Einde inhoudsopgave
Rijksoctrooiwet 1995
Artikel 1 [Begripsbepaling]
Geldend
Geldend vanaf 01-06-2023
- Bronpublicatie:
30-10-2019, Stb. 2019, 476 (uitgifte: 13-12-2019, kamerstukken: 35187)
- Inwerkingtreding
01-06-2023
- Bronpublicatie inwerkingtreding:
03-04-2023, Stb. 2023, 119 (uitgifte: 14-04-2023, kamerstukken/regelingnummer: -)

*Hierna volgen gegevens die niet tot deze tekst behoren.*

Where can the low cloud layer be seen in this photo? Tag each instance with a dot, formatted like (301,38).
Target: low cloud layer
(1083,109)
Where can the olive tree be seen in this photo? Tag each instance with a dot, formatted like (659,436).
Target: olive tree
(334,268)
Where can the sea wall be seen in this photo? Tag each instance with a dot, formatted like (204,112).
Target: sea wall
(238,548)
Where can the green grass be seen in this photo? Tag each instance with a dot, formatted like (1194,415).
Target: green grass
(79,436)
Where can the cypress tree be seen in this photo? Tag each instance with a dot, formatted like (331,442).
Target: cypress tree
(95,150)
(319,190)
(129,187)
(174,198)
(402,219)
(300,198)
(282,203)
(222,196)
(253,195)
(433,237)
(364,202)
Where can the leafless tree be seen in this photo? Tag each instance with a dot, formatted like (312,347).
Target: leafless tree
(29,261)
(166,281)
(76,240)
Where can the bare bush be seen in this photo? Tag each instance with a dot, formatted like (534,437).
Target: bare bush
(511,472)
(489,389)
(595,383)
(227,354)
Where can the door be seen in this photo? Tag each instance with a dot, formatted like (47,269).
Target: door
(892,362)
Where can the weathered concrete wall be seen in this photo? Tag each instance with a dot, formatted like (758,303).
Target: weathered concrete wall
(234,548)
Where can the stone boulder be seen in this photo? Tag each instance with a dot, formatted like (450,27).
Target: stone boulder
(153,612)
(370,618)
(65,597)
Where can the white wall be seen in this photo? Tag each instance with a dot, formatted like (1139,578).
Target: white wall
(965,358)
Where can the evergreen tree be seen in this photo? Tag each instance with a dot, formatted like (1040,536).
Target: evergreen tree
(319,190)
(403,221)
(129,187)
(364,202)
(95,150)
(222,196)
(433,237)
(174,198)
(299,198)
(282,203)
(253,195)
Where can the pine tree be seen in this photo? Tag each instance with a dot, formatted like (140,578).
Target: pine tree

- Overige regelgevende instantie(s)
Ministerie van Justitie
- Vakgebied(en)
Intellectuele-eigendomsrecht / Octrooirecht
1.
In deze rijkswet en de daarop berustende bepalingen wordt verstaan onder:
biologisch materiaal: materiaal dat genetische informatie bevat en zichzelf kan repliceren of in een biologisch systeem kan worden gerepliceerd;
bureau: het bureau, bedoeld in artikel 15;
Eengemaakt Octrooigerecht: Eengemaakt Octrooigerecht, bedoeld in artikel 1 van de op 19 februari 2013 te Brussel tot stand gekomen Overeenkomst betreffende een eengemaakt octrooigerecht (Trb. 2013, 92 en 2016, 1);
Europees octrooi: een krachtens het Europees Octrooiverdrag verleend octrooi, voor zover dat voor het Koninkrijk is verleend en voor zover dit geen Europees octrooi met eenheidswerking is;
Europees octrooi met eenheidswerking: krachtens het Europees Octrooiverdrag verleend octrooi, dat in het Europese deel van Nederland eenheidswerking geniet krachtens verordening (EU) nr. 1257/2012 van het Europees Parlement en de Raad van 17 december 2012 tot het uitvoering geven aan nauwere samenwerking op het gebied van de instelling van eenheidsoctrooibescherming (PbEU 2012, L 361);
Europees Octrooiverdrag: het op 5 oktober 1973 te München tot stand gekomen Verdrag inzake de verlening van Europese octrooien (Trb. 1975, 108, 1976, 101 en 2002, 64);
Europese octrooiaanvrage: een Europese octrooiaanvrage als bedoeld in het Europees Octrooiverdrag;
microbiologische werkwijze: iedere werkwijze waarbij microbiologisch materiaal wordt gebruikt, die op microbiologisch materiaal ingrijpt of die microbiologisch materiaal als resultaat heeft;
natuurlijke rijkdommen: de minerale en andere niet-levende rijkdommen van de zeebedding en de ondergrond, alsmede levende organismen die tot de sedentaire soort behoren, dat wil zeggen organismen die ten tijde dat zij geoogst kunnen worden, hetzij zich onbeweeglijk op of onder de zeebedding bevinden, hetzij zich niet kunnen verplaatsen dan in voortdurend fysiek contact met de zeebedding of de ondergrond;
octrooiregister: het in artikel 19 van deze wet bedoelde register;
Onze Minister: Onze Minister van Economische Zaken;
orde: de Orde van octrooigemachtigden, bedoeld in artikel 23d;
plantenras: een ras als bedoeld in artikel 5, tweede lid, van verordening (EG) nr. 2100/94 van de Raad van de Europese Unie van 27 juli 1994 inzake het communautaire kwekersrecht (PbEG L 227);
proeve van bekwaamheid: proeve van bekwaamheid als bedoeld in artikel 3, eerste lid, onderdeel h, van richtlijn nr. 2005/36/EG van het Europees Parlement en de Raad van 7 september 2005 betreffende de erkenning van beroepskwalificaties (PbEU 2005, L 255);
Samenwerkingsverdrag: het op 19 juni 1970 te Washington tot stand gekomen Verdrag tot samenwerking inzake octrooien (Trb. 1973, 20);
Verdrag inzake octrooirecht: het op 1 juli 2000 te Genève tot stand gekomen Verdrag inzake octrooirecht (Trb. 2001, 120).
2.
In deze wet en de daarop berustende bepalingen wordt gelijkgesteld met een Europees octrooi met eenheidswerking: een Europees octrooi als bedoeld in artikel 51a, tweede lid.